Again, this is just not correct. There were certainly chunks of government (including George III and Lord North) who thought the colonies were there to serve the mother country. However, they did not think the individual colonists were lesser as a people than Englishmen. If a colonist moved to the UK he would not have been treated as inferior and unworthy of rights because he grew up in Boston or New York rather than Liverpool or Bristol. And even then, this mindset was not unanimous among the British elite. The Pittites and the Rockinghamites believed in providing rights in the colonies, so to pretend there is "no way" that this mindset could have been in government is without merit.
 
I was thinking of a scenario earlier in which the American War of Independence either fails or is averted completely, could the United Kingdom restructure or reform to include British North America as an integral part of the country? I'm thinking of the "United Kingdom of Great Britain, Ireland, and North America" or just a more flavourful "Empire of the Britons" (Colonial Americans were white and spoke english, so close enough).

If you're talking about union along the lines of the 1707 or 1801 acts for Scotland and Ireland, than no. The colonies had long built up local structures for representative governance and would be unprepared to lose these for unification in a single parliament, as happened in the cases of Ireland and Scotland. Even if you set aside concerns about the colonists being overruled by the larger population in Britain, the logistics simply wouldn't work for day to day governance of the colonies. It took about three months to get a ship back and forth across the Atlantic, so it would be a very unresponsive government even on the most basic of matters that do not require deliberation.

What is potentially possible is some form of representation in an imperial parliament at Westminster, on top of the colonial assemblies. While the colonists would have accepted theoretical sovereignty lying with the imperial parliament, there would have to be de facto recognition by the British that colonial assemblies would handle most matters.

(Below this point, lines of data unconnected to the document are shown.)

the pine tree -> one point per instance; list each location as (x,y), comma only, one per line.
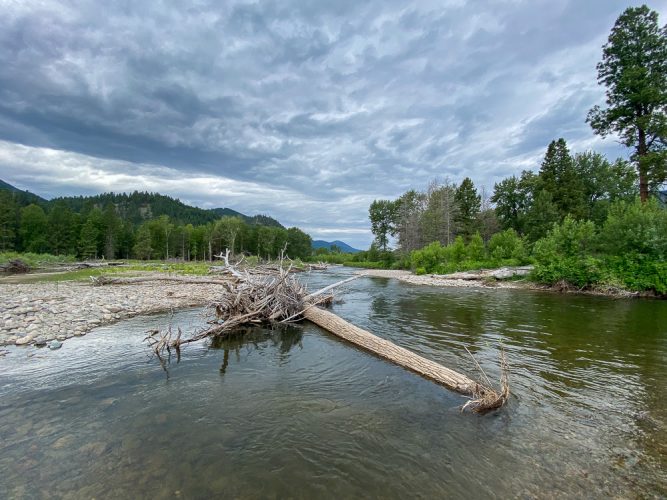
(559,178)
(469,203)
(8,220)
(60,223)
(634,70)
(88,240)
(33,229)
(143,247)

In return, the assemblies would have to pay for the common defence, but would require more voice on these matters in the long term for this to be a lasting settlement.

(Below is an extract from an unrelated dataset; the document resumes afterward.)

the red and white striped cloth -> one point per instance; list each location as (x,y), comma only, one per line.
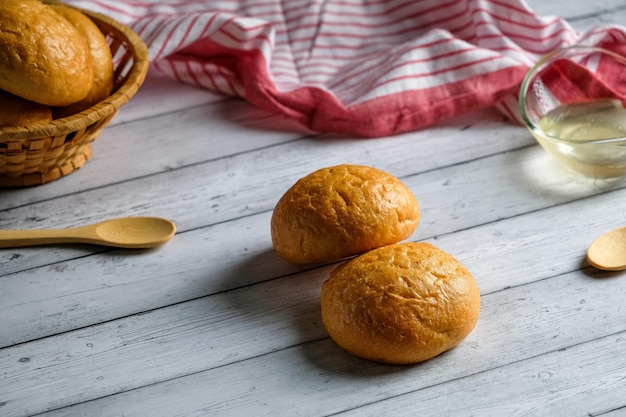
(355,67)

All of this would be contingent on getting a different government at Westminster, and probably a different King, to the one we had in our timeline.
 
Yet he was including Ireland which would soon or already had MPs.

Even with Ireland his math isn't right. Ireland would have to have 10 million people for the combined GB/Ireland population to be seven times the American population. It actually had about four million people.

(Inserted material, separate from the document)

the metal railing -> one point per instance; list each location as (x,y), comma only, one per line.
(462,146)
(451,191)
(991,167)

The combined GB/Ireland population was about 4.5 times the size of the American population in 1776.
 
Even with Ireland his math isn't right. Ireland would have to have 10 million people for the combined GB/Ireland population to be seven times the American population. It actually had about four million people.

The combined GB/Ireland population was about 4.5 times the size of the American population in 1776.

I was using Populstat's data for 1800. This had GB and Ireland at about 15 million combined. GB data wasn't available before.

Five to one is probably more accurate.

Key point is that the population was growing exponentially in the colonies. Within three generations, North America would dominate any British joint Parliament (Again, no one in Britain would accept such an idea).